If the Super Rugby Pacific finals play out as expected this weekend, Australia's involvement in the 2026 tournament will have come to an end by approximately 7.15pm [AEST] on Saturday night.
By finishing fifth and sixth respectively, the Reds and Brumbies are in the unenviable position of having to create Super Rugby history by becoming the first Australian team to win a finals match in New Zealand. As a collective unit, Aussie franchises are 0-21 in playoff games across the ditch.
With the Chiefs and Hurricanes in supreme form, there might be more chance of the sun rising in the west come Sunday morning than either the Reds or Brumbies surviving another week of Super Rugby.
For that reason, then, this weekend's most consequential game from an Australian rugby perspective might actually be played in Tokyo, where thousands of fans will flock to Japan's Olympic Stadium for the final of League One.
For amid the gloom of another failed season for the NSW Waratahs, bubbling away in the background for months has been this question: Should a nearly-37-year-old Bernard Foley be brought back for one final season in sky blue?
The fact that Foley has helped steer Kubota Spears to Sunday's Top League decider, against the Dave Rennie-coached Kobe Steelers, suggests there is enough surface evidence to not cast the idea aside completely.
And then there are the stats. In the 18 games he has played ahead of Sunday's final, Foley has scored 181 points, with a 77.3% goal-kicking, and scoring three tries along the way. Furthermore, he has marshalled a Kubota backline that includes three of the top four ranked players for line breaks, while the Spears themselves scored the second most tries [107], 16 short of their opponents on Sunday.
In his four previous seasons in Japan, Foley has a title and a further runner-up finish with Kubota, his form in 2022 seeing him win a Test recall under then-Wallabies coach Rennie, coincidentally.
But that was four years ago. And the question as to whether that, at age 37 next year, he can be of value to not only the Waratahs, but so too the Wallabies, is front and centre for NSW coach Dan McKellar and Rugby Australia's director of performance, Peter Horne, as well.
The fact that Foley did not announce his retirement when Kubota listed its end-of-season departures last month, shows the "Ice Man" believes he has some good rugby left in him yet.

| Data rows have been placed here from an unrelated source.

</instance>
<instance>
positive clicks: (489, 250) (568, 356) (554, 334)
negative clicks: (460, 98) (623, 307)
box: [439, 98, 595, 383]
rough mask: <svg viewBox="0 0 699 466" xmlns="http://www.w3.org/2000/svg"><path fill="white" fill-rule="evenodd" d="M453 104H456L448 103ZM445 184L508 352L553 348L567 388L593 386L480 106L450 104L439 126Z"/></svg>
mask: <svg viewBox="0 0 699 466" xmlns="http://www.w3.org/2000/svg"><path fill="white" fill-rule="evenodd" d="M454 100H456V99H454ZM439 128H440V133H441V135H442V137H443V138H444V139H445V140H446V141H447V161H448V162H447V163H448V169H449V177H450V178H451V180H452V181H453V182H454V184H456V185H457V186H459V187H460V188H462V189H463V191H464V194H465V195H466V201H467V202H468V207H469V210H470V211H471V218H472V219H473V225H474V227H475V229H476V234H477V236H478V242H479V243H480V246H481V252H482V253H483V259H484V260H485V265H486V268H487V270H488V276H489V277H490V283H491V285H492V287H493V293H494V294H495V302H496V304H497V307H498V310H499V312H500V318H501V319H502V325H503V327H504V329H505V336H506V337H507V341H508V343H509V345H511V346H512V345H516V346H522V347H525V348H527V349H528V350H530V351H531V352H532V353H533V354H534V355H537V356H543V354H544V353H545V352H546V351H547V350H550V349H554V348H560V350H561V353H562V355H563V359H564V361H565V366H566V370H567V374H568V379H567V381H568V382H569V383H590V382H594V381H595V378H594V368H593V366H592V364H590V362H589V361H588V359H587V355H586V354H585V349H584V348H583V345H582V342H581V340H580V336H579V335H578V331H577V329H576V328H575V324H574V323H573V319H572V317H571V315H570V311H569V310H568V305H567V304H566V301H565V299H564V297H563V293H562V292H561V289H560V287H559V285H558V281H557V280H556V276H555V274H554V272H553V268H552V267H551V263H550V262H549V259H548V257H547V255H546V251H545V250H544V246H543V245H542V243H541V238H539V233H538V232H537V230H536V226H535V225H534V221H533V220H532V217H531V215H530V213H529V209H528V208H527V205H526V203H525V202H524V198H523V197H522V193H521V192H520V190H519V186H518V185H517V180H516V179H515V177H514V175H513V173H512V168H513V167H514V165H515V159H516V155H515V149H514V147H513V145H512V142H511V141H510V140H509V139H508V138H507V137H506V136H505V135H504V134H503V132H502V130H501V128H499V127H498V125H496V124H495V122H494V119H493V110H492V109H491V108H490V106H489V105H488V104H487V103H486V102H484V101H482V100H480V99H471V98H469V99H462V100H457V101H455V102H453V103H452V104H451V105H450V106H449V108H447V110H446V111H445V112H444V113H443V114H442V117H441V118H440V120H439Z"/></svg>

But what is perhaps a more important question is whether that belief is shared by Horne and the bean-counters RA, who might need to come to the party with the extra cash that gets Foley one last hurrah in Sydney.
There have been reports of a one-year deal, which may lead to a coaching role a season later, while the impact Foley could have on young No. 10s Max Burey and Joey Fowler is undeniable; the veteran playmaker's 76 Test caps and two World Cup appearances speak for themselves.
But the Waratahs No. 10 jersey also comes tinged with a not-so-subtle warning. Since Foley first departed Sydney at the end of 2019, first Will Harrison, Ben Donaldson and Tane Edmed, and then later Lawson Creighton, Jack Bowen and Jack Debreczeni, have all tried and failed to make the jersey their own; by the time a ball is kicked in Super Rugby next year, Creighton, Bowen and Debreczeni may have joined the others in exiting the franchise.
And that presents the question as to whether the issue has been with the players themselves, or instead the system around them. The Waratahs have had three different coaches since Foley's departure, and none of Rob Penney, Darren Coleman and now Dan McKellar have been able to build any sense of stability at fly-half across that period.
On one hand, bringing Foley in on a one-and-done deal might only exacerbate that very issue. On the other, having a steady, experienced hand who won't stifle a backline featuring Max Jorgensen, Joseph-Aukuso Suaalii and, next year, NRL star Angus Crichton, could be just what the 2027 Waratahs need.
From there, in a World Cup year, when the Wallabies' own No. 10 situation remains muddied, anything is possible.
So on a weekend when it's hard to make a case for an Australian win in either Wellington or Hamilton being exactly that -- possible -- a more enticing proposition might be a 36-year-old playmaker offering an unlikely window to the future.